Arrivare in una nuova città, sconosciute le strade, sconosciute le facce, incomprensibile la lingua. Una lingua che anche quando si capisce, per studio o abitudine, resta sempre lontana negli usi delle frasi, delle espressioni, delle cadenze, degli sguardi e dei gesti associati.
I giorni bui, le persone chiuse nelle case e nei propri lavori. Arroccati nella produzione quotidiana del proprio benessere. La pioggia che cade incessante nei lunghi inverni, quando il pensiero facilmente corre al sole, al chiasso, all’accidia magica del passato.
Arrivare in paesi “civili” dove il lavoro fa rima con assenza, dove l’efficienza esterna deriva da una efficienza interna che ha distrutto ogni generosità, ogni apertura all’eccezione e all’imprevisto.
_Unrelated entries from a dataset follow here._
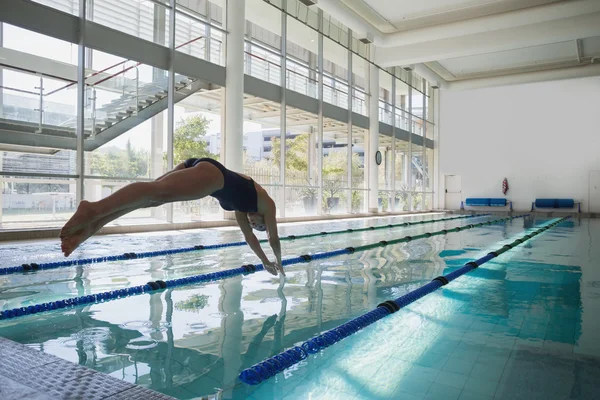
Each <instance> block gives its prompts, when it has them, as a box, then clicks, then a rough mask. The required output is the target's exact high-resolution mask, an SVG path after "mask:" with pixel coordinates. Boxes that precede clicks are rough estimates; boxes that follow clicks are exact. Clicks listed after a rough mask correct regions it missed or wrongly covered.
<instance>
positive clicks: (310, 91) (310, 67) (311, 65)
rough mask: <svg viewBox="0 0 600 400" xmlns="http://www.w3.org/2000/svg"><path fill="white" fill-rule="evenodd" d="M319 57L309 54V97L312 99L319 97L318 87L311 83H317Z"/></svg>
mask: <svg viewBox="0 0 600 400" xmlns="http://www.w3.org/2000/svg"><path fill="white" fill-rule="evenodd" d="M317 58H318V57H317V56H315V55H314V54H313V53H312V52H309V53H308V68H309V70H308V80H309V85H308V95H309V96H310V97H317V87H316V85H311V84H310V82H317V80H318V77H317V68H318V65H317V63H318V60H317Z"/></svg>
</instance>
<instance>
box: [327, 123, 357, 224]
mask: <svg viewBox="0 0 600 400" xmlns="http://www.w3.org/2000/svg"><path fill="white" fill-rule="evenodd" d="M323 153H324V158H323V212H324V213H326V214H345V213H347V212H348V205H349V199H350V191H349V186H350V185H349V182H348V125H347V124H345V123H343V122H339V121H335V120H332V119H325V120H324V123H323Z"/></svg>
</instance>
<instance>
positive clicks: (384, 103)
mask: <svg viewBox="0 0 600 400" xmlns="http://www.w3.org/2000/svg"><path fill="white" fill-rule="evenodd" d="M392 78H393V77H392V75H391V74H389V73H387V72H385V71H383V70H380V71H379V121H381V122H384V123H386V124H389V125H391V124H392V119H393V112H394V110H393V109H392Z"/></svg>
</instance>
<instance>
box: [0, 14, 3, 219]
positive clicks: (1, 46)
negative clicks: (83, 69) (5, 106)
mask: <svg viewBox="0 0 600 400" xmlns="http://www.w3.org/2000/svg"><path fill="white" fill-rule="evenodd" d="M3 34H4V24H3V23H2V22H0V48H2V47H4V40H3ZM3 85H4V70H3V68H2V67H0V117H3V116H4V91H3V90H2V86H3ZM1 167H2V166H1V165H0V169H1ZM0 212H1V210H0Z"/></svg>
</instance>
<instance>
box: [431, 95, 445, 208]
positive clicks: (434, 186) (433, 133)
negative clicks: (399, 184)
mask: <svg viewBox="0 0 600 400" xmlns="http://www.w3.org/2000/svg"><path fill="white" fill-rule="evenodd" d="M431 96H432V101H430V103H433V108H432V111H431V112H433V124H434V125H433V164H432V167H431V168H432V169H433V185H432V186H433V191H434V192H435V193H434V194H433V208H434V209H439V208H440V202H443V201H444V199H441V196H444V192H443V191H442V190H440V189H441V184H440V183H441V182H440V168H439V165H440V134H439V130H440V118H439V112H438V110H439V101H440V91H439V89H435V90H433V93H432V94H431Z"/></svg>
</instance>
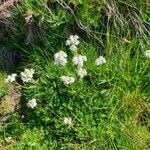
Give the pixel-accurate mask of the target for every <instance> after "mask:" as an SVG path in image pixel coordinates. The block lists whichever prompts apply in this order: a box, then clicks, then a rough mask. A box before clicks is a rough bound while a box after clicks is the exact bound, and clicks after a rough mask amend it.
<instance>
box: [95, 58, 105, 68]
mask: <svg viewBox="0 0 150 150" xmlns="http://www.w3.org/2000/svg"><path fill="white" fill-rule="evenodd" d="M105 63H106V59H105V58H104V57H103V56H100V57H99V58H97V59H96V61H95V64H96V65H97V66H99V65H102V64H105Z"/></svg>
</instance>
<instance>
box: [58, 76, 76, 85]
mask: <svg viewBox="0 0 150 150" xmlns="http://www.w3.org/2000/svg"><path fill="white" fill-rule="evenodd" d="M60 79H61V81H63V82H64V84H66V85H69V84H72V83H74V82H75V78H74V77H69V76H61V77H60Z"/></svg>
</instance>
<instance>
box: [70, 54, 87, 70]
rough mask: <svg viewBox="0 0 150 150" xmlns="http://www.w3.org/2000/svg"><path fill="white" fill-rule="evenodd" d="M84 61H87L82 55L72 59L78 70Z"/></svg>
mask: <svg viewBox="0 0 150 150" xmlns="http://www.w3.org/2000/svg"><path fill="white" fill-rule="evenodd" d="M85 61H87V58H86V56H82V55H78V56H74V57H73V59H72V62H73V64H74V65H76V66H77V67H79V68H81V67H83V64H84V62H85Z"/></svg>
Dove tutto deve correre nei grigi, umidi, tristi, inesorabili binari della programmazione. E il modo di vivere sembra aver corrotto gli spiriti, la vitalità dimenticata, i giorni scorrere inutili. Un distacco incolmabile. L’imposizione della lingua, sempre, comunque. Una violenza quotidiana al proprio cervello. Il lavoro obbliga a questa violenza semplice, impercettibile, costante. E i momenti di pausa, quando non si puo’ tornare nelle proprie terre del sole, non resta che chiudersi in sé o nelle proprie comunità. Integrarsi? Ovvero un continuo sforzo a capire il non-detto degli altri e spiegare spiegare spiegare i propri non detti.
No. Questo avviene nei giorni forzati del lavoro. Questo è ancor più faticoso del lavoro, è l’aspetto più faticoso del quotidiano.
Integrazione? No grazie.
Da stranieri in italia e da italiani nel mondo.